Se perdonassimo quante famiglie distrutte in meno ci sarebbero”, questo hanno sentito domenica le mie orecchie durante un’omelia.

Mi sono chiesta se questa “ricetta” che la Chiesa propone, come panacea a tutti i problemi del mondo sia così efficace in una coppia in cui due non si amano più, anche se possono essersi perdonati tutto il male che si sono fatti, dopo aver tentato molto per ricostruire.

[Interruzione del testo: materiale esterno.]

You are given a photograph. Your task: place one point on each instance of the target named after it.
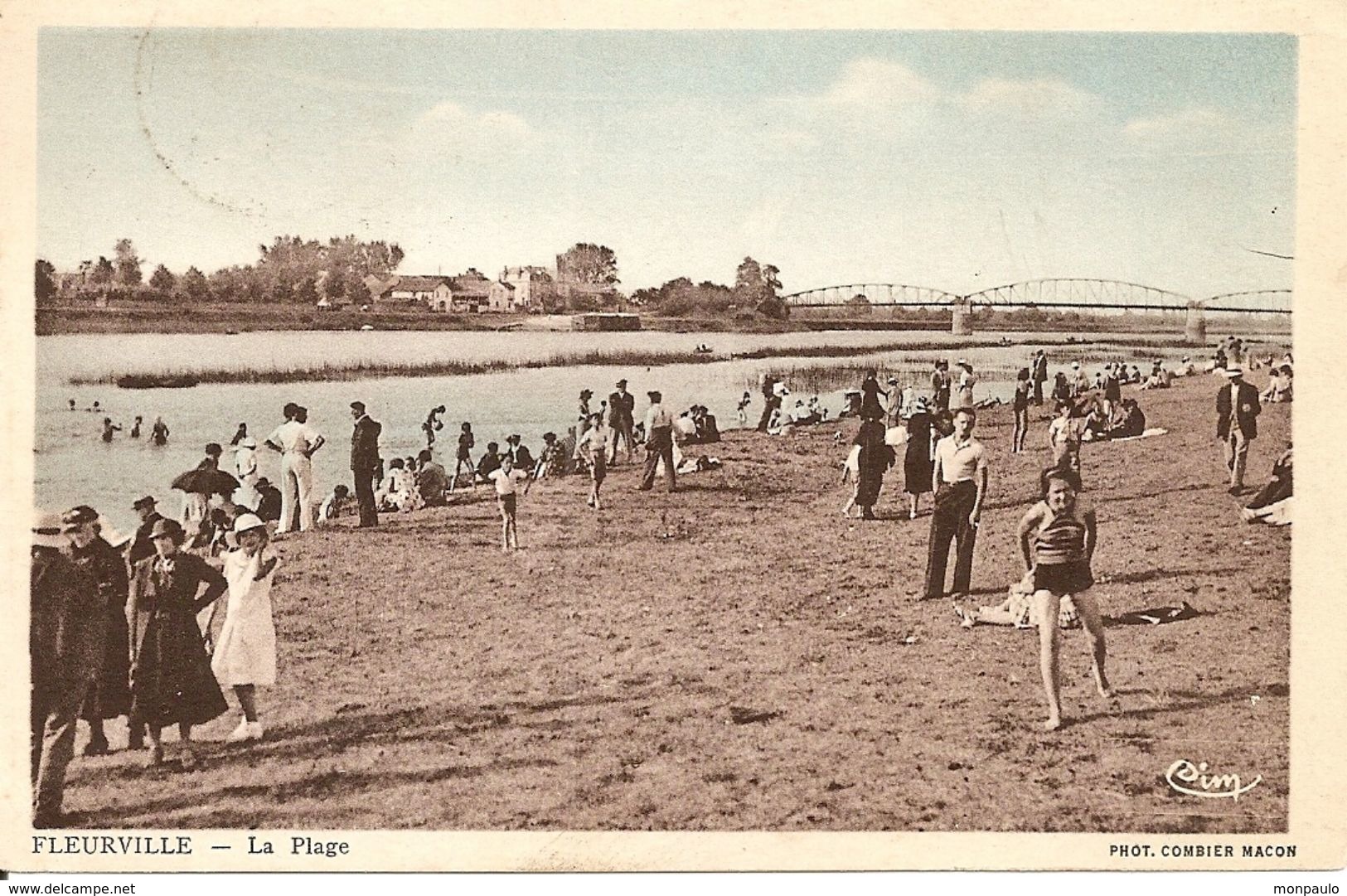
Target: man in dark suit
(364, 461)
(1237, 424)
(140, 543)
(621, 419)
(66, 631)
(1040, 375)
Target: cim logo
(1192, 779)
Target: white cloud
(1187, 124)
(888, 96)
(1041, 99)
(877, 84)
(448, 123)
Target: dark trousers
(659, 445)
(768, 406)
(950, 521)
(366, 496)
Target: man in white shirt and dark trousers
(659, 443)
(297, 442)
(961, 484)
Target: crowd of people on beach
(127, 627)
(933, 429)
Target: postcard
(693, 437)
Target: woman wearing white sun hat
(245, 654)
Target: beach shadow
(1185, 701)
(1191, 487)
(317, 786)
(1152, 575)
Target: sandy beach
(739, 656)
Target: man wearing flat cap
(364, 463)
(109, 695)
(140, 543)
(621, 419)
(659, 443)
(1237, 424)
(65, 644)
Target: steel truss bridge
(1062, 293)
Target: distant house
(416, 290)
(501, 297)
(532, 288)
(470, 291)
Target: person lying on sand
(1016, 611)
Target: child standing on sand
(245, 655)
(594, 446)
(465, 457)
(506, 480)
(743, 411)
(1058, 540)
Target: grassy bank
(472, 690)
(368, 370)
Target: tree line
(294, 269)
(756, 288)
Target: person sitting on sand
(802, 415)
(551, 460)
(685, 429)
(707, 430)
(1017, 609)
(1058, 540)
(431, 480)
(1272, 503)
(1280, 385)
(1129, 422)
(1060, 388)
(433, 424)
(333, 506)
(269, 501)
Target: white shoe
(240, 734)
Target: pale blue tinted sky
(947, 159)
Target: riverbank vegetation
(594, 357)
(768, 670)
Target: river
(75, 467)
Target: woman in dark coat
(170, 680)
(876, 458)
(870, 406)
(109, 695)
(916, 458)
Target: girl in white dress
(245, 654)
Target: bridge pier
(961, 318)
(1195, 327)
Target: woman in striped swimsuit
(1056, 542)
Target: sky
(957, 161)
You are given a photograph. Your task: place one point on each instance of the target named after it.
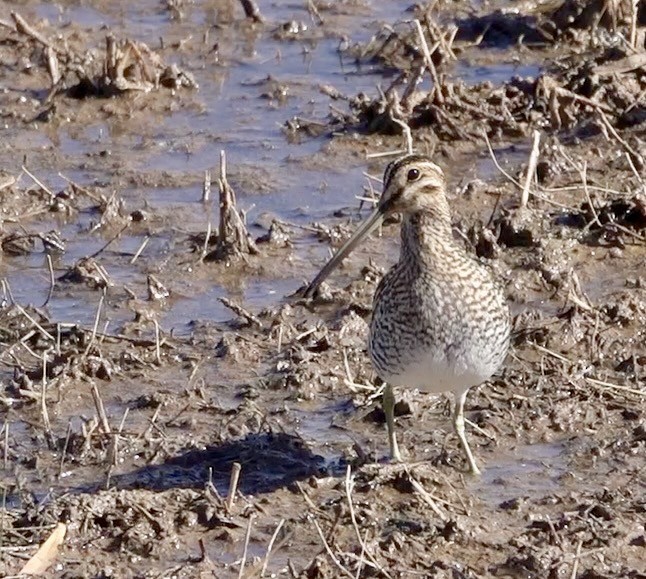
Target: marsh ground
(129, 389)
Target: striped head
(413, 183)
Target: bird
(440, 320)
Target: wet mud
(167, 396)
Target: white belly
(435, 374)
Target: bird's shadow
(268, 461)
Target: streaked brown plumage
(440, 321)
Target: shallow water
(229, 113)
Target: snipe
(440, 321)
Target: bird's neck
(427, 239)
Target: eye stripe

Caro Sacerdote, vorrei dirti che scegliere di separarsi non è una decisione che si prende a cuor leggero, è una scelta che chi la sta compiendo sa che cambierà la direzione della propria vita, ma è una scelta che fa fare un salto nel buio, perché non si conosce quale direzione prenderà quella vita. L’uomo nonostante tutti gli anestetici di cui ha imparato a dotarsi e che gli fornisce la società, sente forte lo strappo che sta per compiere e sente anche il peso delle ferite dell’anima che infliggerà ai propri figli quando sono presenti. Sa anche però che non può dare l’infelicità e l’accontentarsi come esempio di clima famigliare. Sa anche che le bugie, le finzioni, le urla, i silenzi, le occhiate di disprezzo, le offese non possono essere la musica che si ascolta all’interno delle mura di casa. Quando ci si separa, i figli soffrono, inutile negarlo, ma soffrirebbero molto di più dentro a un rapporto in cui non ci sono gesti d’affetto, in cui imparano che quello è l’amore: celare, nascondere, occultare l’infelicità.

Caro Sacerdote, vorrei dirti che i separati o coloro che hanno scelto di separarsi non scappano dalla croce né tanto meno non vogliono abbracciarla. Al contrario prendere questa decisione significa compiere un atto d’amore verso se stessi e verso i proprio figli. Ci vuole coraggio a smettere di vivacchiare all’interno di una relazione, ci vuole coraggio per smettere di vivere di indifferenza per il quieto rispettare ruoli che rappresentiamo.

Caro Sacerdote, vorrei dirti che la Chiesa dovrebbe smettere di guardare con sufficienza le persone che scelgono in maniera differente rispetto alla direzione che propone. Non esiste un unico modo di essere felici, non esiste un amore standard, così come non esiste un unico modello di famiglia. L’unica famiglia è quella felice a prescindere da chi la compone.

Caro Sacerdote, vorrei dirti che “se smettessimo di nascondere la testa sotto la sabbia scopriremmo che se due persone si sono amate veramente sono in grado di separarsi”.